There is this problem that I encountered in the book problem Solving strategies on page 7, as an example.
"Start with a sequence $S = (a,b,c,d)$ of positive integers and find the derived sequence $S_1 = T(S) = (|a-b|,|b-c|,|c-d|,|d-a|)$. Does the sequence $S,S_1,S_2=T(S_1),S_3=T(S_2),...$ always end up with $(0,0,0,0)$?"
I understood the solution for this, however following this, there are a few variants that are asked further
"Replace the number of terms by $2^r$ for any integer $r>0$ instead of 4. Prove that we always reach $(0,0,0,....)$ and for number terms not equal to $2^r$ we get (up to some exceptions) a cycle containing just two numbers: 0 and evenly often some number $a$"

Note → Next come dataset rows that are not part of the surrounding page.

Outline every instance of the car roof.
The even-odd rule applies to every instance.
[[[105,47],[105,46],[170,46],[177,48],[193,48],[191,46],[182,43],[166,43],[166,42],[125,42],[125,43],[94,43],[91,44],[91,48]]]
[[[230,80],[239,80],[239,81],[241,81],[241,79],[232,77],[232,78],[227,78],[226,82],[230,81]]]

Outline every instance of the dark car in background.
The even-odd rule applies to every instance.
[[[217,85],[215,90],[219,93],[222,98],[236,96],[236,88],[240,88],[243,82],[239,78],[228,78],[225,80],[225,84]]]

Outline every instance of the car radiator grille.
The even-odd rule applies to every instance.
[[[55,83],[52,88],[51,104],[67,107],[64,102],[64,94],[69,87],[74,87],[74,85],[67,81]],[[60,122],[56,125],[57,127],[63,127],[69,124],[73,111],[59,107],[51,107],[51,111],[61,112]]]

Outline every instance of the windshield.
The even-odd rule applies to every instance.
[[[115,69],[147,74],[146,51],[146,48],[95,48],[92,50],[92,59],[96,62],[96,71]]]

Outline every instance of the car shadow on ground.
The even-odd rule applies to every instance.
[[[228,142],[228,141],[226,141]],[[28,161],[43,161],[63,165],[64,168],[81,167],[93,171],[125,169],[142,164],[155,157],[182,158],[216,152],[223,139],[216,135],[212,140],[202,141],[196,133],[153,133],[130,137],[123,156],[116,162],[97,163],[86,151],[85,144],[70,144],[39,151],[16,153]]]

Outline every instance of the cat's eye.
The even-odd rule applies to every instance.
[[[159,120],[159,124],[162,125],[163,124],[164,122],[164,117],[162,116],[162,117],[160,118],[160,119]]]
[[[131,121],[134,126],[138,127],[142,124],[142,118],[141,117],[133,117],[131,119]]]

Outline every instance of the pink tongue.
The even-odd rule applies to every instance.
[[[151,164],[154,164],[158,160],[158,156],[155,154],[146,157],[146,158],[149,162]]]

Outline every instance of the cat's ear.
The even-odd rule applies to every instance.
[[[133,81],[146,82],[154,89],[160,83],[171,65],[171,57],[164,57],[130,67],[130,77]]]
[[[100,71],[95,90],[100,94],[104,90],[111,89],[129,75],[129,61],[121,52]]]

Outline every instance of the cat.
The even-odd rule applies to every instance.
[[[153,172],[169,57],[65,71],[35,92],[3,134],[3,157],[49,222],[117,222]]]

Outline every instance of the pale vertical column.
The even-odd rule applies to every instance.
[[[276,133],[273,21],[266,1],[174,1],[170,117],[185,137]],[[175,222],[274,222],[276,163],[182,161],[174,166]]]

"Let number of terms not be equal to $2^r$ and c(n) be the cycle length. Prove that $c(2n)=2c(n)$(upto some exceptions)"
"Prove that for an odd number of terms , $S = (0,0,....,1,1)$ always lies on a cycle"
A cycle means the sequence of operations done till the same number occurs.
For the last one, the sequence S refers to modulo 2 of the number appearing in the actually sequence.
Please help in solving them, I also am not able to understand why are there exceptions, do they crop somewhere while proving it?
Thanks in advance!!